Preeclampsia is a condition that some women experience during pregnancy. Preeclampsia occurs after week 20 of pregnancy and is characterized by an increase in blood pressure (hypertension) and high levels of protein in the urine (proteinuria). This condition used to be called toxemia of pregnancy.
Preeclampsia can also cause swelling, particularly in the face and hands. This swelling can lead to weight gain outside of the normal weight gain expected during pregnancy. It may also be accompanied by other symptoms such as blurred vision, headache, nausea, and pain in the upper abdomen.

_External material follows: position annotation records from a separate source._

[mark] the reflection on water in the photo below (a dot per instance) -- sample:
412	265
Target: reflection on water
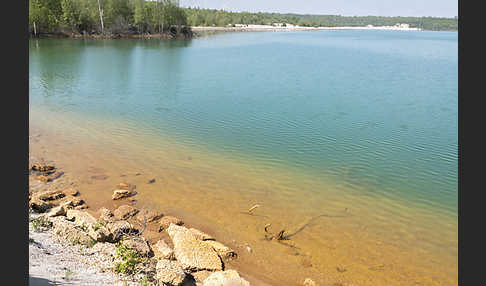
311	126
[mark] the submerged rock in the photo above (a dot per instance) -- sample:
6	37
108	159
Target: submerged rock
89	224
166	221
125	212
226	278
51	177
222	250
56	211
41	168
193	254
162	250
81	218
121	193
50	195
308	282
169	273
148	216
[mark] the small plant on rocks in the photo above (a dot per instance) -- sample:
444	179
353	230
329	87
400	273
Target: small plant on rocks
68	274
98	225
40	224
129	257
91	243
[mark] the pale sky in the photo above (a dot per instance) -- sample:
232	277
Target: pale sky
417	8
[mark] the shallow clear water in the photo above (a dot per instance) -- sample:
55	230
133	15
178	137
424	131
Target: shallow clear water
367	119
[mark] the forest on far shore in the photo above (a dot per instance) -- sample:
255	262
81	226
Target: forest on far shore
166	16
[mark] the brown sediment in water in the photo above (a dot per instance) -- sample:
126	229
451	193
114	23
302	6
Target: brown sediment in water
328	243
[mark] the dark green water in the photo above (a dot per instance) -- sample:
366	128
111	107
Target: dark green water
377	109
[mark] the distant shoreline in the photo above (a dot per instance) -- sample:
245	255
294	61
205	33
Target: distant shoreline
299	28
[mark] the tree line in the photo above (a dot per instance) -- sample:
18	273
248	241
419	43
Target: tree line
161	16
106	16
211	17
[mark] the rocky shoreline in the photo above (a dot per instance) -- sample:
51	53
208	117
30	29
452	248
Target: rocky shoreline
126	246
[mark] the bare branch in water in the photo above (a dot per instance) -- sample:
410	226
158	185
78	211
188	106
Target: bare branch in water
252	208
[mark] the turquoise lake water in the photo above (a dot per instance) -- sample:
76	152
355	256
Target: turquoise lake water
379	107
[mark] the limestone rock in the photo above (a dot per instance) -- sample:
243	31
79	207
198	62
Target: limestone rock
106	215
39	205
118	229
166	221
193	254
162	250
56	211
225	278
169	273
121	193
70	231
89	224
71	192
125	212
148	216
222	250
200	276
201	235
137	243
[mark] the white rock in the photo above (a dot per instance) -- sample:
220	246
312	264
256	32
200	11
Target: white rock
169	272
193	254
225	278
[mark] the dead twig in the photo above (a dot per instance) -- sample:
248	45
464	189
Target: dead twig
252	208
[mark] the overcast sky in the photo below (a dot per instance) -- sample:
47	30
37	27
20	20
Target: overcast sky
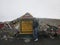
12	9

About 3% to 7% of pregnancies are complicated by preeclampsia. Preeclampsia can be either mild or severe. Approximately 1 in 200 women with mild preeclampsia go on to have full-blown eclampsia, a condition leading to seizures that can be fatal to both mother and fetus. As many as 1 in 60 women with severe preeclampsia may develop a seizure. Preeclampsia and eclampsia remain leading causes of maternal death in childbirth.
Women who have high blood pressure before pregnancy have a higher risk of miscarriage or giving birth to babies that are premature, underweight, or stillborn. Women who develop high blood pressure while pregnant (about 7% of pregnancies) run a slightly higher risk of these complications, and women with preeclampsia run the highest risk of all.